I'm new to Spark and Scala but have the following UseCase to play around.
I've n tweets and m companies, n >> m, both in an RDD. I want to join them together in order to check which companies are present in the tweet.
In iterative programming I'd do something like a nested loop join with a custom matching function.
In Scala and Spark I'm using the cartesian function on the RDD but this gives me an out of memory exception. I've already set spark.executor.memory to 12g
Here is my code
val tweets = sc.textFile("/Users/romeokienzler/Documents/proj/conferences/velocity15/mytwitter/tweets.csv");
val companies = sc.textFile("/Users/romeokienzler/Documents/proj/conferences/velocity15/mytwitter/companies.csv");
val tweetsHeaderAndRows = tweets.filter(s => s.count(_ == ',')==3).map(line => line.split(",").map(_.trim))
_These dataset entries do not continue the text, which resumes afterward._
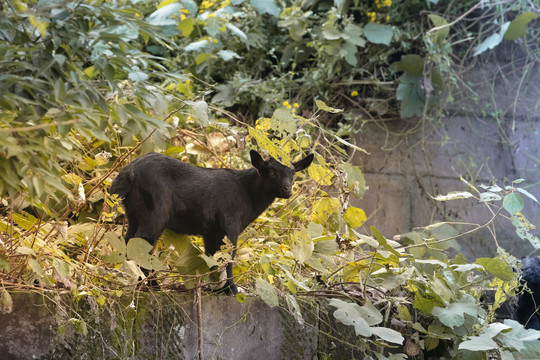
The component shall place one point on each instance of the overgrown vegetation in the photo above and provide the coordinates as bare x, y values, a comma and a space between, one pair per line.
86, 86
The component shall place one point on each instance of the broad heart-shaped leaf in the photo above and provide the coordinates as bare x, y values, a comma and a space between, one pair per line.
454, 314
354, 217
355, 179
519, 338
410, 64
387, 334
518, 26
228, 55
6, 303
478, 343
283, 122
513, 203
453, 195
350, 314
139, 250
440, 34
266, 6
378, 34
411, 96
267, 292
322, 106
522, 230
492, 41
382, 240
302, 245
497, 267
200, 110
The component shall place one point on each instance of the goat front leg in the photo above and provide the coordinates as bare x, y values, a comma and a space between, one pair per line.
211, 245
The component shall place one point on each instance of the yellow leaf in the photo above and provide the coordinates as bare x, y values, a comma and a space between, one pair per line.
322, 175
323, 209
39, 24
72, 179
354, 217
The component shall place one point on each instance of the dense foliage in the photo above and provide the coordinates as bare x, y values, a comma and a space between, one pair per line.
85, 86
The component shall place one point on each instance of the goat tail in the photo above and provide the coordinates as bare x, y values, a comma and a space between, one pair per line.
121, 185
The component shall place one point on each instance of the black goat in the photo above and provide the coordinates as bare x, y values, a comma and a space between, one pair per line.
528, 310
161, 192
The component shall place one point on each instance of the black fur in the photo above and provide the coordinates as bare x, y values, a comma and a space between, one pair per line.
161, 192
528, 309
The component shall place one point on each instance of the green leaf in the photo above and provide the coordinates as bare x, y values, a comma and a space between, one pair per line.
241, 298
378, 34
498, 267
355, 179
6, 303
489, 196
266, 7
321, 105
390, 335
200, 110
528, 194
478, 343
411, 96
325, 247
228, 55
513, 203
236, 31
301, 246
294, 309
137, 75
351, 314
438, 21
454, 314
518, 26
492, 41
139, 250
354, 217
382, 240
410, 64
186, 27
283, 122
323, 209
320, 174
453, 195
267, 292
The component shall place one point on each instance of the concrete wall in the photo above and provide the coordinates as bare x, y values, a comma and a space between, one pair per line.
154, 326
146, 325
491, 136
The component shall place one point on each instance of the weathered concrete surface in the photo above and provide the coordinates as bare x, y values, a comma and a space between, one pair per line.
492, 136
154, 326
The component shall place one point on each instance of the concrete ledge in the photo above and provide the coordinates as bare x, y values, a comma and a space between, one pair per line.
154, 326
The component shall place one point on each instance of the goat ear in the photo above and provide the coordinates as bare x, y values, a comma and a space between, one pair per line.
304, 163
256, 160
val tweetsHeader = tweetsHeaderAndRows.first
val tweetsData = tweetsHeaderAndRows.filter(_(0) != tweetsHeader(0))
val tweetMaps = tweetsData.map(splits => tweetsHeader.zip(splits).toMap)
val companiesData = companies.filter(s => !s.equals("COMPANY_NAME_ID"));
val tweetsWithCompany = tweetMaps.cartesian(companiesData).filter(t => t._1("TEXT").toLowerCase().contains(t._2.toLowerCase))
val companyAndScore = tweetsWithCompany.map(t => (t._2,t._1("SCORE").toDouble))
val companyFrequency = companyAndScore.map(t => (t._2,1)).reduceByKey(_ + _)
companyFrequency.collect()
And here are the two files:
https://github.com/romeokienzler/developerWorks/raw/master/tweets.csv
https://github.com/romeokienzler/developerWorks/raw/master/companies.csv
What would be a better solution to do the join?
Thanks a lot in advance...